People die. We die all the time. We know this. But recently several friends died over a period of a few weeks, and it seems… we must consider death.
In July, Mario Licón died, he was a poet from Mexico. Apart from writing his own poetry, he translated many contemporary Australian poets into Spanish. He had been an actor and a puppeteer, and because he was losing his sight (macular degeneration), he would recite his poetry from memory. This is always such a more powerful delivery than that provided by those of us who read our lines.
Mario was also a photographer, carpenter, cobbler, and potter, amongst other occupations in his 76 years.
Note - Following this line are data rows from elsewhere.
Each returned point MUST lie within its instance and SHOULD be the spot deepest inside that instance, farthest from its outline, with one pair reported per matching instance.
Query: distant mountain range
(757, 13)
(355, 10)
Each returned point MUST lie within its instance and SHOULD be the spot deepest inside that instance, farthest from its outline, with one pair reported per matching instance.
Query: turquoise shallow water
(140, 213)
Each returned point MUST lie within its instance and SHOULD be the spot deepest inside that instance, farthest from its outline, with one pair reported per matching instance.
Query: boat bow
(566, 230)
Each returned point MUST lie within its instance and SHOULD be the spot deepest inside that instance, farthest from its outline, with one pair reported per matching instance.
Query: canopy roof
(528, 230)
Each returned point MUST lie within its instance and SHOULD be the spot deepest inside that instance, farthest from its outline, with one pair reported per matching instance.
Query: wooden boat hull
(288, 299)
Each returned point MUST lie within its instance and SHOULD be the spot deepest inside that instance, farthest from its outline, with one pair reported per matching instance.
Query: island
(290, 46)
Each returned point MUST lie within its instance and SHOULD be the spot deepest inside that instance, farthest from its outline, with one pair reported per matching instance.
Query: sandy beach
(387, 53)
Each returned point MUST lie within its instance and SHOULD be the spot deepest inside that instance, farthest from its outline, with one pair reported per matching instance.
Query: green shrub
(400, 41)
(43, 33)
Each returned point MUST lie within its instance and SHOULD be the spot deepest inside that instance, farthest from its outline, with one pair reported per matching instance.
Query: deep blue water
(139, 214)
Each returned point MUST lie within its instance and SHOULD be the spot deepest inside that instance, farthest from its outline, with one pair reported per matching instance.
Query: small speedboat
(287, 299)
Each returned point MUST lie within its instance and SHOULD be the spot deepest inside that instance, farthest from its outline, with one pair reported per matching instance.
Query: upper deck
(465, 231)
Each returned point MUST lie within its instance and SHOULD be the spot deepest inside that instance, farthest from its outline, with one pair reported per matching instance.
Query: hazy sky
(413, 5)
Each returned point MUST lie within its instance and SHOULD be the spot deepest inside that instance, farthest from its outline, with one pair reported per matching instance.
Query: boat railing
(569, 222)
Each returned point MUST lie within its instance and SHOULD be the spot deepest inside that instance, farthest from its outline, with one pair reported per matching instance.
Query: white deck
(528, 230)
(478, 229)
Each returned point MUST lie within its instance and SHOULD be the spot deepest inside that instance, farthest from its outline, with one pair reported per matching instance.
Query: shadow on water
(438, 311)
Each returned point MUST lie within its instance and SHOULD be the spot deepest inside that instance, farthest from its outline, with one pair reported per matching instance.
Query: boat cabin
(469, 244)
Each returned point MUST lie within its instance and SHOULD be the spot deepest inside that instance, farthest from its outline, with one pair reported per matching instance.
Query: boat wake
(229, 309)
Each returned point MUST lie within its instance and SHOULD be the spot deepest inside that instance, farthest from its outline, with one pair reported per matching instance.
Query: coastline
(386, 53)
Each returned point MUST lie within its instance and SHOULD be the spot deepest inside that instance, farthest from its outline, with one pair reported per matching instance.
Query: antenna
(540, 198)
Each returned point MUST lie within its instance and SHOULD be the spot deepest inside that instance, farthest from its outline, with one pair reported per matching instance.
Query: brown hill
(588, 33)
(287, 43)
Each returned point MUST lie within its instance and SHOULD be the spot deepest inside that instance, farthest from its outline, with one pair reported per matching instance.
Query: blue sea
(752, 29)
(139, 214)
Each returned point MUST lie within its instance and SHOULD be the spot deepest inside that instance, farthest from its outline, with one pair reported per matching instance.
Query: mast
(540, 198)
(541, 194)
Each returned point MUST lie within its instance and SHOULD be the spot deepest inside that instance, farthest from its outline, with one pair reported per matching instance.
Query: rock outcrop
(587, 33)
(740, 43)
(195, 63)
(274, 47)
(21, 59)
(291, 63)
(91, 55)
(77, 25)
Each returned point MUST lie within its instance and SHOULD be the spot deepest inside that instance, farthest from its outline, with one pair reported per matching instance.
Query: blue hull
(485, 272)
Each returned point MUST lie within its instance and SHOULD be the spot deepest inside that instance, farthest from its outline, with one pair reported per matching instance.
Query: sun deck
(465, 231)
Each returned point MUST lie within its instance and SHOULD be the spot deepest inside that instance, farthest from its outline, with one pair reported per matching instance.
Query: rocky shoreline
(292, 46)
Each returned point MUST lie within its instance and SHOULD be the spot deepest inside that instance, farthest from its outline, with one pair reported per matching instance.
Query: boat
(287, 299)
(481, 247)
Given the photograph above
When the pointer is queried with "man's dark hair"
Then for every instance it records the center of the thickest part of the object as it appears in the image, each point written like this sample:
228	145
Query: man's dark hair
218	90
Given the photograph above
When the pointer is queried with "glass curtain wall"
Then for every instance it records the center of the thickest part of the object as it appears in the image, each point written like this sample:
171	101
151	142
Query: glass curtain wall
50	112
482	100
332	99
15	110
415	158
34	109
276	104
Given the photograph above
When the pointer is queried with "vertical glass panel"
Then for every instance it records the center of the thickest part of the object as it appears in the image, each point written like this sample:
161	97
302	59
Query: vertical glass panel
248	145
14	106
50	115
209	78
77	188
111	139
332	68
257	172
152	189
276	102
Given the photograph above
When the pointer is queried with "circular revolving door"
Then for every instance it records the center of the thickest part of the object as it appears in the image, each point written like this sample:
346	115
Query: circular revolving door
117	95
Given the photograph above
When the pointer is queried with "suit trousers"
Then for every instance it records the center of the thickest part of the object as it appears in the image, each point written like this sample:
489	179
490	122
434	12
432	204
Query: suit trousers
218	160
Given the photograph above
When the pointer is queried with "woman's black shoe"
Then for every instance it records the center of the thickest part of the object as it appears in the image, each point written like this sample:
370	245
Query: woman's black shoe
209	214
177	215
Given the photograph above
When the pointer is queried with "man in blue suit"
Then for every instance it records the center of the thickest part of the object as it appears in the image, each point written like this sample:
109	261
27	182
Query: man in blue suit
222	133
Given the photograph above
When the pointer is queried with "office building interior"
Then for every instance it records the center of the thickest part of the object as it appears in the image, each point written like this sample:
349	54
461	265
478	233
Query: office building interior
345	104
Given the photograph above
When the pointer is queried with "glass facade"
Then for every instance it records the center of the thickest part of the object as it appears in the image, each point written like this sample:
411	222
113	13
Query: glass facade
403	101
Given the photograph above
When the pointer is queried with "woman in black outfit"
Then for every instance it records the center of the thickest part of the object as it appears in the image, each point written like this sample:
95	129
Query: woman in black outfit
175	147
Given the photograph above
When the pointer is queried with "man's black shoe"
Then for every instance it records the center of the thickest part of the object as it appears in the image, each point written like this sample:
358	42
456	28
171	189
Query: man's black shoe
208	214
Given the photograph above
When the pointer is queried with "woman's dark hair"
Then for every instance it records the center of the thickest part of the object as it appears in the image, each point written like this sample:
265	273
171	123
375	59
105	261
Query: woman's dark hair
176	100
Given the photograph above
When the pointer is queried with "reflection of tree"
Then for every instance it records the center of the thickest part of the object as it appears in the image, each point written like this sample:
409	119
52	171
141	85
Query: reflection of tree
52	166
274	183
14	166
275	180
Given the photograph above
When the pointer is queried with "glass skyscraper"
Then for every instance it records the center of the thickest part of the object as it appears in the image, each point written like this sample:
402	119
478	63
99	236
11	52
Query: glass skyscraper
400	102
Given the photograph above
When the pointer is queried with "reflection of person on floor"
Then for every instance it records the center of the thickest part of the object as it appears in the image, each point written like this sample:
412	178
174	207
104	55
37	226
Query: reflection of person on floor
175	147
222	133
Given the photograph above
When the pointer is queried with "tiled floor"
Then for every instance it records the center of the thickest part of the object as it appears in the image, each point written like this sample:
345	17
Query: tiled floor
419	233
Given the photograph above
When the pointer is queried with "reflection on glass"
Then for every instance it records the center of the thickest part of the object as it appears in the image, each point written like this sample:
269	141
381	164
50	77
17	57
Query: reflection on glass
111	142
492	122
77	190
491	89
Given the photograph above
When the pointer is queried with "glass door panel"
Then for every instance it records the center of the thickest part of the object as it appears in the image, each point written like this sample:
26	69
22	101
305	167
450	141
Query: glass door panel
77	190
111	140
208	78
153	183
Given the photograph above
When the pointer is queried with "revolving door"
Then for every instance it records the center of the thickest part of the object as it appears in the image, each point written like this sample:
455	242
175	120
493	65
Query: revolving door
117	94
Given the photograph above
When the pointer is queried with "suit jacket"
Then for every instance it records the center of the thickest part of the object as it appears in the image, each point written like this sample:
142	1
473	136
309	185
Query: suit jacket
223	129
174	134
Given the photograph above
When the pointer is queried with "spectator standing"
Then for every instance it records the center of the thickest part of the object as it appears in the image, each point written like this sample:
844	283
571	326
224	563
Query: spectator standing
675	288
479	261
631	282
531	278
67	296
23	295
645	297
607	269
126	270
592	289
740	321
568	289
He reached that age a few days before he died, and posted in fb:
When I turned 25 I wanted only to get to 40, when I got there I was in Huejotzingo (in Puebla State, Mexico) with a group of puppeteers and eating mixiotes (meat wrapped in agave leaf, spiced, baked in a pit) and I only wanted to get to 50. When I got to 50, I was just back in Sydney from Barcelona and Karin and I, and I don’t remember who else, went to the Fishmarket to eat tiger prawns and drink beers Negra Modelo, and I quietly said to myself, I only want to get to 70. Today I’m six years past that point, and I only want to get to 97, and I know that when I get there, I will want to go to Isla Negra and live to 104, and visit Nicanor Parra’s tomb (if it’s still there), open a bottle of Castillo del Diablo, recite some of my verses, and some of don Nicanor’s, as well as some by a young poet whom I obviously haven’t met yet.
Salud! he concluded, cheers with Shiraz for Mahmud Darwish and for Hafiz, poets of the resistance and of love.
In August, Richard Barnard died. He was a musician, doctor, psychiatrist, lover of birds and grandchildren, enthusiast for life, for knowledge, for questions. He participated for many years with his wife Helen in an Italian class, where they were known as Riccardo and Elena. Of the two, he was the one who talked, she was the quiet supporter. He had been an opera singer in Europe, he practised psychiatry, he went bush, bird watching, he read fiction, non-fiction, science, history.
In September, Adrienne Leonard died, a few weeks before her 87th birthday. She was a physiotherapist, a Feldenkrais practitioner and teacher. She spoke Italian, having lived in Italy. We met when we visited detainees in the Villawood Detention Centre in the early days of the 21st century, days of “children overboard” and the Tampa ship fiasco. She was well loved by one particular Mandean family (three children with their parents), not least because they recorded her as the visitor who most visited them. When the family was released after three years in detention, Adrienne invited them to her home and gave a great welcome party.
Sydney-based English teacher, singer and Italiano-phile Valerie Long died suddenly in Scotland. Film critic David Stratton died.
As I think of these five people who meant something to me, I think of the grief in Palestine, where each of more than 60,000 people killed there since October 2023 have their stories and those who miss them. I think of the 250 media workers, the 1,500 health workers, the 19,000 children among those dead. I cannot think broadly enough to encompass all of the death and displacement and destruction ongoing with the grief.
Because Mario was a poet, I assembled a wee zine of poem extracts for his grieving partner Karin, some in English, some in Spanish, with even a few words in German. Soon after, I came to the Brahms Requiem. Philharmonia Choirs director Brett Weymark says Brahms’ Requiem is somehow for the living, and he quotes Walt Whitman, “those who remain suffer…”
Because Mario was a cobbler, I remember the story of some shoes he made in 1987 for Camilla, musician and member of the visiting Women’s Circus in Tepoztlán, Morelos. Here is the poem I wrote about those shoes in 2019.
And what were those German words included in the zine for Karin?
Hiersein ist herrlich.
I’ve taken these words to mean: To be here, is wonderful. Karin told me that herrlich means something more sublime, more divine, than what we currently understand by our perhaps over-used word wonderful. Another translation: To be here at all is a glory.
We’ve reached another theme of which I cannot think broadly enough: Rainer Maria Rilke, The Duino Elegies.